Creating a list of duplicate filenames with Perl
I'm trying to write a script to preprocess some long lists of files, but I'm not sure (nor competent) with Perl yet and am not getting the results I want.
Below is the script but I am stuck with checking for duplicates and would be grateful if someone could tell me where I am going wrong. The block dealing with duplicates appears to have the same shape as the examples I found, but it doesn't work.
#!/usr/bin/perl
use strict;
use warnings;
open my $fh, '<', $ARGV[0] or die "can't open: $!";
foreach my $line (<$fh>) {
# Trim list to remove directories which do not need to be checked
next if $line =~ m/Inventory/;
# MORE TO DO
next if $line =~ m/Scanned photos/;
$line =~ s/\n//; # just for a tidy list when testing
my @split = split(/\/([^\/]+)$/, $line); # separate filename from rest of path
foreach (@split) {
push (my @filenames, "$_");
# print "@filenames\n"; # check content of array
my %dupes;
foreach my $item (@filenames) {
next unless $dupes{$item}++;
print "$item\n";
}
}
}
I am trying to figure out what is wrong with my check for duplicates.
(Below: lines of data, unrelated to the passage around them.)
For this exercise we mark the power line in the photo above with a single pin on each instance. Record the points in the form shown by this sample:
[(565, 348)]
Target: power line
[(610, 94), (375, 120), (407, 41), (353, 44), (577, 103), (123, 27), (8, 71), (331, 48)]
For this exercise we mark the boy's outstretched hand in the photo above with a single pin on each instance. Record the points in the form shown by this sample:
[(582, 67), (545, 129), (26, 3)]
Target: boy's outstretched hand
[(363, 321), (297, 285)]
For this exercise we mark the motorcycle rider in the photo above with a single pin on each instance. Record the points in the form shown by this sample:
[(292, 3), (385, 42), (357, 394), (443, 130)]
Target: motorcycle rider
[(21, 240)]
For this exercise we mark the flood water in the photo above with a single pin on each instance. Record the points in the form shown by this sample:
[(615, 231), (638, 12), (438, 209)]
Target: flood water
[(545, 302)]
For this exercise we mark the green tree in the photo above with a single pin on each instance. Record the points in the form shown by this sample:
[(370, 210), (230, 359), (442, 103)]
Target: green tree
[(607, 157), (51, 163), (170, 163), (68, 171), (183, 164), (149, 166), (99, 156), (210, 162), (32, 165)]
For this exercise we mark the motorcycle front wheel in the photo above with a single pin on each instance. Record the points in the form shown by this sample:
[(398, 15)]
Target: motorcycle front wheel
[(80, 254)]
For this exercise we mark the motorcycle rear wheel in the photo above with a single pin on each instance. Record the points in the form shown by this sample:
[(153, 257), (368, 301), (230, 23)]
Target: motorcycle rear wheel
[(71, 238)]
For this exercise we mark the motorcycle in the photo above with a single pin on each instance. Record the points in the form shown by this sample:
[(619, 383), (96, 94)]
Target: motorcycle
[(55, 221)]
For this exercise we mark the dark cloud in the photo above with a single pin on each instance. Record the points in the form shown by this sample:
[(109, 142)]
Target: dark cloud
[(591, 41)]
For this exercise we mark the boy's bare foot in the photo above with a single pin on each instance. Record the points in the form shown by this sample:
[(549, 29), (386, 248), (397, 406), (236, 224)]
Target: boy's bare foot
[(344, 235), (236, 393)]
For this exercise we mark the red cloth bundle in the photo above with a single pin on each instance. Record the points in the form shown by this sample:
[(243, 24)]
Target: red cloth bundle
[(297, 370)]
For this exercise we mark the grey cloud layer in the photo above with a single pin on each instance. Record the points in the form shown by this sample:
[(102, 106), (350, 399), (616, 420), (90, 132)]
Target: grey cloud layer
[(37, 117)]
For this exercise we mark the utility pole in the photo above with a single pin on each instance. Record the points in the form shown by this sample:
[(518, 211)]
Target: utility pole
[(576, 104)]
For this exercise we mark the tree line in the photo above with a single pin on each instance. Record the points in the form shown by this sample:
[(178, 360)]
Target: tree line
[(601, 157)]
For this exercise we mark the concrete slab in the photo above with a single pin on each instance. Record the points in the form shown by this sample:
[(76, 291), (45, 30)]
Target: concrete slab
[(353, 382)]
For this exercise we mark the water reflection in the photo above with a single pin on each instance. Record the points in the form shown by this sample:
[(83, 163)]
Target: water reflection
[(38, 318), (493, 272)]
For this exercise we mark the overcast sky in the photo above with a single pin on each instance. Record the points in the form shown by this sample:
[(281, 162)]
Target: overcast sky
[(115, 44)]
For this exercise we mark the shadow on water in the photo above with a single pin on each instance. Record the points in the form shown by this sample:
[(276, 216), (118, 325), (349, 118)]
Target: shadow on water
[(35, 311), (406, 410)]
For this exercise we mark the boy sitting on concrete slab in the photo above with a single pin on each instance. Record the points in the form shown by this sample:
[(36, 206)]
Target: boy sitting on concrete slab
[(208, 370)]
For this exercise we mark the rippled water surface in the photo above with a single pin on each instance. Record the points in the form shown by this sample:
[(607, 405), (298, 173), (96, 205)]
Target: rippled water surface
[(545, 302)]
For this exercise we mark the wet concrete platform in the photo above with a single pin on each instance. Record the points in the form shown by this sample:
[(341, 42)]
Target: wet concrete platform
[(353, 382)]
I know the array contains duplicates (uncommenting the first print function gives me a list with a lot of duplicates). The code as it stands does not generate anything.
Not the main purpose of my post, but my ultimate goal is to remove unique filenames from the list and keep filenames that are duplicated in other directories. I know none of these files are identical, but there are many different versions of the same file, so I am focusing on the filename.
For example, I need an input:
~ / Pictures / 2010 / 12345678.jpg ~ / Pictures / 2010 / 12341234.jpg ~ / Desktop / temperature / 12345678.jpg
to get the output:
~ / Pictures / 2010 / 12345678.jpg ~ / Desktop / temperature / 12345678.jpg
So, I suppose it would ideally be a good idea to check the uniqueness of a match based on a regex without splitting, if possible.
source to share
This loop below does nothing as the hash and array only contain one value for each iteration of the loop:
foreach (@split) {
push (my @filenames, "$_"); # add one element to lexical array
my %dupes;
foreach my $item (@filenames) { # loop one time
next unless $dupes{$item}++; # add one key to lexical hash
print "$item\n";
}
} # @filenames and %dupes goes out of scope
A lexical variable (declared with my
) has a scope that extends to the surrounding block { ... }
, in this case your loop foreach
. When they go out of scope, they are reset and all data is lost.
I don't know why you are copying the filenames from @split
to @filenames
, it seems very redundant. By deduplication, this would be:
my %seen;
my @uniq;
@uniq = grep !$seen{$_}++, @split;
Additional Information:
You may also be interested in using File::Basename
to get the filename:
use File::Basename;
my $fullpath = "~/Pictures/2010/12345678.jpg";
my $name = basename($fullpath); # 12345678.jpg
Your replacement
$line =~ s/\n//;
Probably,
chomp($line);
When you read from a file descriptor, using for
( foreach
) means that you are reading all lines and storing them in memory. In most cases it is preferable to use while
, for example:
while (my $line = <$fh>)
source to share
TLP's answer provides a lot of good advice. Besides:
Why use both an array and a hash to store filenames? Just use the hash as one storage and you will automatically remove duplicates. i.e:
my %filenames; #outside of the loops
...
foreach (@split) {
$filenames{$_}++;
}
Now, when you want to get a list of unique file names, just use keys %filenames
, or if you want them in alphabetical order sort keys %filenames
. And the value for each hash key is the number of occurrences, so you can find out which ones were duplicated if you don't care.